Here, Lightner and colleagues report on the clinical use of EVs in seven patients who had undergone liver and/or intestinal transplant and were suffering from GVHD or graft rejection [6]. Although the number of patients treated was small in this series, the observed clinical effects were remarkable, with all patients demonstrating clinical and histological improvement. Importantly, no serious side effects were observed in any of the patients, which is significant given the high baseline degree of immunosuppression used after bowel transplantation.
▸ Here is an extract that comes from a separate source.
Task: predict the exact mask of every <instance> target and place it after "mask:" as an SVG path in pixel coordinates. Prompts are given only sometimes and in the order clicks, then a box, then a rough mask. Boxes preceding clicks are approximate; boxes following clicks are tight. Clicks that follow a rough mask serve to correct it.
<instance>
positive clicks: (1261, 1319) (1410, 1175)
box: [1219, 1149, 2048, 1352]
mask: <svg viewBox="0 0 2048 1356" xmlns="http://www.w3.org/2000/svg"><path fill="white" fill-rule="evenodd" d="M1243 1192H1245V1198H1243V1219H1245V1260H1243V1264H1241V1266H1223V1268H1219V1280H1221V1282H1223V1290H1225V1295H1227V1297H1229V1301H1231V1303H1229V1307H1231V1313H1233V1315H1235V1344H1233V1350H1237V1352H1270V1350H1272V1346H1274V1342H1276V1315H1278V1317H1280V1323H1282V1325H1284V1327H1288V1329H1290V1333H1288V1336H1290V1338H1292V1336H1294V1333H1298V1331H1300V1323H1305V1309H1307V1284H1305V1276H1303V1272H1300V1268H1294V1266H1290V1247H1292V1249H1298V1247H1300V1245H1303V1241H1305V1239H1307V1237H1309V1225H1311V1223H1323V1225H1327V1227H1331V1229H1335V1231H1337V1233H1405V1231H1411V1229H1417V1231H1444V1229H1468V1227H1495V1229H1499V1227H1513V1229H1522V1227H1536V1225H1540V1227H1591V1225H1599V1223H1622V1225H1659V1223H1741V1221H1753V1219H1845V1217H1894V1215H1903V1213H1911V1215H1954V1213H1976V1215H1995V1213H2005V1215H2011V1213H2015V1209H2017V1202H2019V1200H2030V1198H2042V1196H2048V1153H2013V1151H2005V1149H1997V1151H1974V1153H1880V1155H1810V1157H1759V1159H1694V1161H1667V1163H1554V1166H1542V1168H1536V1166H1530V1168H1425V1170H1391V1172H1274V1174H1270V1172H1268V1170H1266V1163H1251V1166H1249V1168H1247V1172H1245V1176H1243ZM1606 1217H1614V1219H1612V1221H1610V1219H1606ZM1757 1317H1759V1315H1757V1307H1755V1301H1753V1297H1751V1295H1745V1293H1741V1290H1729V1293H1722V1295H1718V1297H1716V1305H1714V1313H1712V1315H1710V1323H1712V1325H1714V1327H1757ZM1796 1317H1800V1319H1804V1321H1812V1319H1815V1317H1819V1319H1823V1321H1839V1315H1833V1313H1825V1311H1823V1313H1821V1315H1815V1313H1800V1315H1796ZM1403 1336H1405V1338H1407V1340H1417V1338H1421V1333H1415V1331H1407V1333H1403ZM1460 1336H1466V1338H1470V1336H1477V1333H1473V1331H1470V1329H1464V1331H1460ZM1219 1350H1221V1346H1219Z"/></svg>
Further studies are needed to better understand the therapeutic potential of EVs in patients who experience complications after solid organ transplant. These two studies highlight the possibility that EV therapy may transform post-transplant medical care, particularly when it comes to rejection and GVHD that drive the majority of graft failure [7]. An important area of research will be in understanding the relative efficacy of EVs compared with parent MSCs although these trials will be difficult to conduct in a head-to-head manner and preclinical models are yielding important insights [8].

Lightner and colleagues point out that future clinical trials will also need to be designed carefully to understand the efficacy of EVs compared with other conventional immunosuppression that is used in these patients, particularly as institutional protocols vary widely among transplant centers.

EVs have clear benefits over their parent MSCs, but they also have important drawbacks. Perhaps the most critical of these is their nonreplicative quality, which will naturally limit tissue occupancy. This raises the question of how to optimally deliver EVs to the target tissue to maximize their immunomodulatory and regenerative potential. Multiple studies are investigating directed administration of MSCs to target tissues, with some even looking at super-selective targeting using the tissue's arterial supply (eg, NCT04312113 and NCT01224327). In the intestine, this approach has been used to deliver steroids in patients with inflammatory bowel disease and GVHD, even in children (NCT05587673) [9].

There are currently no ongoing clinical trials investigating this approach for EVs, but animal biodistribution studies suggest that few EVs (or MSCs) reach the intestine after intravenous administration [10]. Whether the clinical response observed by Lightner and colleagues resulted from only a few EVs or whether paracrine effects could be at play is unclear and should be addressed in future clinical studies to develop robust treatment protocols.

In summary, Lightner and colleagues report a remarkable clinical response in a series of patients with rejection and/or GVHD after solid organ transplant who were treated with EVs. This therapy has tremendous potential for addressing leading causes of graft failure, and this study represents an important step toward bringing MSC-derived therapies to patients.